Dziękuję za tą uwagę. Faktycznie to jest tak, jak mówisz. Nie jest to tylko praca. Po pierwsze pracuję nie tylko w gabinecie. Wiele rzeczy muszę sobie do pracy w domu przygotować. Po drugie utrzymuję stały kontakt z rodzicami, którzy dzwonią do mnie w różnych sprawach. Poza tym, co się dzieje w gabinecie, mają też różne inne problemy.
Czyli cały dzień żyjesz problemami swoich dzieci?
Czy to jest problem? Nie, to są dzieci. Nie traktuję tego, jako problem.
Wrócę jeszcze do Waszego przedstawienia. Oglądałem występ Iskierek drugi raz. Widziałem te same dzieci w odstępie pół roku i miałem wrażenie, że dokonał się u nich spory postęp. Ale to, co było tak naprawdę wzruszające, to dzieciaki będące na scenie razem z maluchami. Może zabrzmi to dziwnie, ale człowiek mający całkiem zdrowe dzieci uświadamia sobie nagle, jak mało czasu w codziennej gonitwie im poświęca. Zbyt mało czasu....

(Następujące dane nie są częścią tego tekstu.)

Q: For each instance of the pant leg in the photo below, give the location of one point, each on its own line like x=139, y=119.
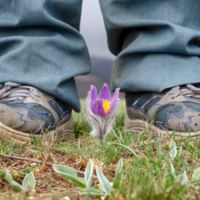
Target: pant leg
x=40, y=45
x=157, y=43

Cóż, kiedyś uważano, że autyzm występuje u dzieci odepchniętych przez rodziców. Odepchniętych w sensie emocjonalnym. To jest całkowita nieprawda. Mamy naszych podopiecznych, którzy spontanicznie okazują czułość, przychodzą, przytulają się do nas, do rodziców.
Jeśli chodzi o występ, to nie ma możliwości, by dzieci wystąpiły same. Pozostawienie ich samych na scenie wywołać by mogło całkowity chaos. Rodzice są też rękoma tych dzieci. Rodzic dziecku pomaga, ale jego obecność powoduje też, że czuje się ono bezpieczne.
W czasie występów, rodzice nie boją się wcale mniej. Mają tremę większą niż maluchy. Obecność dziecka na scenie jest dla mamy czy taty motywatorem.
A jak na występy reagują same dzieci?
Zauważyliśmy już w czasie przygotowań, że dzieci mają tak silną chęć wystąpienia na scenie, że przy rozdzielaniu ról, mamy płacz, bo każdy chce jak najwięcej robić i jak najwięcej mówić. Część dzieci, które pojawiły się teraz na scenie, jeszcze rok temu nie tylko nie była w stanie wystąpić, ale nawet mówić.
Przeżywałam to bardzo, bo wiem, jaką pracę należało wykonać, by dziecko na scenie powiedziało chociażby jedno zdanie. To stawianie kolejnych poprzeczek do pokonania. Rodzice się cieszą z występów, bo w szkołach te dzieci przy uroczystościach są często pomijane.